Empowering youth to stop teenage pregnancy in Tanzania
Tanzania faces high rates of teenage pregnancy. According to the UNFPA, one of four girls aged 15-19 is pregnant or has given birth already. In Tanzania, if you’re in school and you become pregnant, it could mean the end of your education. This is a result of dated and overly harsh laws that prevent teenage mothers from continuing their education. Drivers of teenage pregnancy include poverty, gender inequality and social norms, low levels of education, and the lack of comprehensive reproductive health education. This is why Amref Health Africa empowers youth, especially girls, with education about reproductive health and rights so they can make informed choices that lead to safer sex practices.

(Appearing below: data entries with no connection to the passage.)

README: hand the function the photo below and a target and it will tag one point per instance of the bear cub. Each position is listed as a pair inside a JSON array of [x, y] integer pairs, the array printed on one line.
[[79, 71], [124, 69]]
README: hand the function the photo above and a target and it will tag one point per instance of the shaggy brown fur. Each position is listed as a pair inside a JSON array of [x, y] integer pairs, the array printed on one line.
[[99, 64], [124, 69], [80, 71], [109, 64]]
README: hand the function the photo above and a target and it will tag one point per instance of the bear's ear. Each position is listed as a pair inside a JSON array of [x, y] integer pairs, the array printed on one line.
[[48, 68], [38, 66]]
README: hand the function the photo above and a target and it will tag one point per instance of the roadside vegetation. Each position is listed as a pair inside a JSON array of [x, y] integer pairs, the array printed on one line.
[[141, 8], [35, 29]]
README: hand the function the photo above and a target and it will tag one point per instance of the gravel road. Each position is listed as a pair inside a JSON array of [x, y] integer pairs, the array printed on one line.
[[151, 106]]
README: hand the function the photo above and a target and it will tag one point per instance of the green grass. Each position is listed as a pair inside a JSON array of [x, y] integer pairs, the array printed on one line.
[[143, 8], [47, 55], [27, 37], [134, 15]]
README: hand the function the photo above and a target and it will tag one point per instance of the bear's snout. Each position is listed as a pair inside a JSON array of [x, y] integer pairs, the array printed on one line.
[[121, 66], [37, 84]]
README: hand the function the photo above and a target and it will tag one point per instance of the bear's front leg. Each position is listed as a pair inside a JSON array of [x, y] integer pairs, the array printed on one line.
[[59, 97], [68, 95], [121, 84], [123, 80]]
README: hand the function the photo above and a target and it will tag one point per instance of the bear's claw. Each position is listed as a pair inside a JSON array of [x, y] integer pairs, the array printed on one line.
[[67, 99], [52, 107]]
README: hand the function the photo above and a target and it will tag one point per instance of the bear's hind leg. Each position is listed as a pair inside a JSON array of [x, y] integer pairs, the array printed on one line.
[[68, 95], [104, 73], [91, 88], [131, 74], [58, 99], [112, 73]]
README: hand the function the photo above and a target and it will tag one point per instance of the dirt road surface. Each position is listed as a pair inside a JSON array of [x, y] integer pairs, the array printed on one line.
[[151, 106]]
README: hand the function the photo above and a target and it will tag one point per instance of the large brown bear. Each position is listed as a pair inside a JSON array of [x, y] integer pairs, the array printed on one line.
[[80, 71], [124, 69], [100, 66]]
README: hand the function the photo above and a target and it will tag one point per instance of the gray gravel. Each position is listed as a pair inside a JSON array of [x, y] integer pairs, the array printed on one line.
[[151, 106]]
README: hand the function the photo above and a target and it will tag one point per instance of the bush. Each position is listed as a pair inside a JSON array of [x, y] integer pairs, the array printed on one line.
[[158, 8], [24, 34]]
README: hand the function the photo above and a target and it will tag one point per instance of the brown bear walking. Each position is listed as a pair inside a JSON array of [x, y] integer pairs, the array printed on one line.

Lameck is a teacher at a primary school (up to 8th Grade in the USA) in the Simiyu Regions of Tanzania. Lameck was trained by Amref Health Africa’s Uzazi Uzima project on sexual and reproductive health and rights. Lameck was trained to lead open discussions and lessons about puberty, menstruation, preventing teenage pregnancies, family planning and sexually transmitted infections.
Since his training, Lameck has been sharing what he learned with his students at school:
“This project has contributed to the reduction of teenage pregnancy incidences at our school. Since the project started at our school, our graduating students passed without any of them being pregnant. Before the project, there were cases at a range of two to five students who were pregnant while in school. Another great results is that 70% of girls at our school have passed grade 7 and will be going to secondary schools (high school).”